Are temperature and climate conditions acting as an accelerant or deterrent to the spread of the Coronavirus in Italy?


In the case of the flu, cold and dry air tend to keep it together while warm and humid air break it up. Bear in mind the peak of flu season is between December and February, the coldest months of the year. Of course you can get the flu in any month no matter the temperature but your chances are higher in the winter.

Now I will throw in an alternative answer for the Italian pattern: the natural movement of people funneled by topography.

Rome is separated from the Marche region by mountains and hills so people heading south from Milan or Venice on the east side are going to pass through Romagna (#2 in cases) as opposed to Tuscany.

Either way if there is a connection with geography and warm weather with the smaller outbreaks, then the approach of spring and higher temperatures (and dare I say, Hurricane Season!) will be welcomed for once in the deep South not necessarily as an eradicator of the Coronavirus but perhaps as a force of nature that will slow its exponential spread and severity.

This is not some magical fix for the Coronavirus crisis we face today as a nation and planet.

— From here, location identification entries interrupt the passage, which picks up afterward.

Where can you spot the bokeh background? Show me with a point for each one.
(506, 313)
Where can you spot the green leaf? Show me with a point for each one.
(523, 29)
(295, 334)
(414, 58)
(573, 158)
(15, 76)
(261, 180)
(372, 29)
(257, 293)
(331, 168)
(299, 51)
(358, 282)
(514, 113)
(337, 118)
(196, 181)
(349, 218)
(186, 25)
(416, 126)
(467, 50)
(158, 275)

People must take proper precautions such as avoiding large gatherings, vigilantly cleaning hands and adopting other personal cleanliness measures to lessen the chances of contracting and spreading the virus, and accommodating at risk demographics and those with compromised immune systems by limiting the number of trips they make outside their homes until this challenge is behind us.

We need to do our part as individuals to avoid straining the medical system to ensure those in most need of care receive it.

It’s better to self-police your conduct so the state doesn’t have to do it for, or rather, to you.

But we can hope and pray that medicinal advancements and the upcoming warmer weather will speed up the end of this health crisis.